Here, Connell's “book of business” was more than just a list of client names and information; principally, it was the relationships with and personal information that he had cultivated from those clients over the course of some three decades and the confidence that they had in Connell as a result of his skill and reputation in his field. The Tax Court acknowledged as much, JA15, and the testimony of Connell's expert to this effect, T238:14-18; T239:3-8; T240:12-15; JA171 ¶2; T242:23-243:4), was unrebutted. As the cases above explain, goodwill may be sold or exchanged, in the same way that Connell allowed Merrill to use his book of business in exchange for the loan proceeds.

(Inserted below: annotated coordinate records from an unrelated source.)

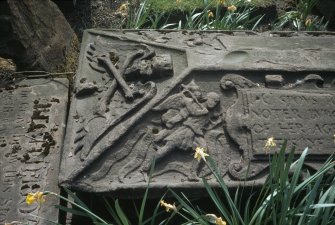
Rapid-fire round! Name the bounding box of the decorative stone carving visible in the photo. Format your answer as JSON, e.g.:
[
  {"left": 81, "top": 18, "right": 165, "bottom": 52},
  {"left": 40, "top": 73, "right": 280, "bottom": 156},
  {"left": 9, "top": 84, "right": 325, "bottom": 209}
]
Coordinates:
[
  {"left": 60, "top": 30, "right": 335, "bottom": 196},
  {"left": 0, "top": 78, "right": 68, "bottom": 224}
]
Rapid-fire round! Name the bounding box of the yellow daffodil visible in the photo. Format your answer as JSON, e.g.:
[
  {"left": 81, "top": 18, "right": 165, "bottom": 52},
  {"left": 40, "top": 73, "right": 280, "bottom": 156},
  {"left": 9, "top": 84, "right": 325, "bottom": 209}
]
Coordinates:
[
  {"left": 227, "top": 5, "right": 237, "bottom": 12},
  {"left": 218, "top": 0, "right": 226, "bottom": 5},
  {"left": 119, "top": 3, "right": 128, "bottom": 12},
  {"left": 205, "top": 214, "right": 227, "bottom": 225},
  {"left": 215, "top": 217, "right": 227, "bottom": 225},
  {"left": 26, "top": 191, "right": 45, "bottom": 205},
  {"left": 194, "top": 147, "right": 208, "bottom": 161},
  {"left": 305, "top": 19, "right": 312, "bottom": 27},
  {"left": 264, "top": 137, "right": 276, "bottom": 153},
  {"left": 160, "top": 200, "right": 177, "bottom": 212}
]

4A Form U5 is required to be filed with FINRA whenever a financial advisor's employment with a financial services company terminates. JA741; T139:7-10 (“it gives reasons for the world to find out why that person left the firm”). Reputable financial services firms will not hire a financial advisor for whom a negative U5 has been filed. T70:6-24 (“they wouldn't even talk to you unless they could see your U5”); JA173.

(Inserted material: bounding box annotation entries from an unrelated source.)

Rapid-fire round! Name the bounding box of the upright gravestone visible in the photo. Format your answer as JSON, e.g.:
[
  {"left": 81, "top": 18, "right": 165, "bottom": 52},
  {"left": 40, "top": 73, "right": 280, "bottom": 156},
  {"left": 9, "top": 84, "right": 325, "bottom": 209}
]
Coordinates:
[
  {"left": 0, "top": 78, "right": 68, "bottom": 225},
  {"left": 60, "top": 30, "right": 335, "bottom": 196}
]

5This representation was patently false. To the contrary, Connell resigned voluntarily, cooperated fully in Merrill's investigation, did everything Merrill asked of him during the investigation, and provided answers to all of their questions — so much so that the outside counsel retained by Merrill to assist it during the investigation recommended that Connell only be given a letter of reprimand. T61:24-T62:4; T71:25-T72:10; JA764-766 §XIV & JA787 & JA799 ¶52; JA860-861; JA1028 & JA1074. But Merrill had other designs.

6The instant decision of the Tax Court, which Connell asserts constitutes reversible error, has already been cited for its precedential authority by several sources. E.g., Taxability of the Discharge or Cancellation of Indebtedness, Fed. Tax Coordinator, Second Edition, ¶J-7001, 1997 WL 502388, at n.18.1 (2020); Discharge of Debt, 2 Mertens Law of Fed. Income Tax'n §11:7 at n.3 (2019); Damages to Business and Profits, 5 Mertens Law of Fed. Income Tax'n §24A:14 at n.7 (2019); Amounts Received on Retirement or Resignation, U.S. Tax Rep., 615.112, 2019 WL 227155 (2019); Gross Income Arbitration Awards Ordinary Income v. Capital Gain Cancellation of Indebtedness Income, Jan. 4, 2019 RIA Fed. Tax Update, 2019 WL 102340 (2019).

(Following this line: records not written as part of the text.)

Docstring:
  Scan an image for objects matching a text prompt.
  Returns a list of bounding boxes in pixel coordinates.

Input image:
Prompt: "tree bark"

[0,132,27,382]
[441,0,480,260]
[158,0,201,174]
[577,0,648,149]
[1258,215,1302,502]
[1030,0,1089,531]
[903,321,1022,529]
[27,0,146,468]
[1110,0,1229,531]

7When an obligation to repay a loan is extinguished and the extinguishment constitutes payment for the sale or exchange of a capital asset, the amount of debt extinguished constitutes proceeds from the sale of the capital asset, rather than gross income from discharge of indebtedness under IRC §61(a)(12):

[C]ancellation of indebtedness can be simply the medium through which other types of income arise. . . .

Cancellation of indebtedness as the medium for a payment resulting in another type of income is equally applicable to dealings in property. Sec. 61(a)(3). Taxable gain from dealings in property is the excess of the 'amount realized' upon sale or exchange [sic] essentially the amount the seller receives over the seller's basis in the property sold . . . Sec. 1001. [Footnote omitted.] If a taxpayer buys property for $50 and sells it for $100, he has $50 gain which is 'gross income' under Section 61. . . . And the result is the same if, instead of receiving cash or property, the seller arranges to have the purchaser cancel indebtedness in the value of the property he transfers to the purchaser.

Spartan Petroleum Co., 437 F.Supp. 733, 736 (D.S.C. 1977) (emphasis added).

8At no time did the Tax Court explicitly state what Mr. Connell's burden of proof was, nor did it explain what he would have to show in order to meet this burden.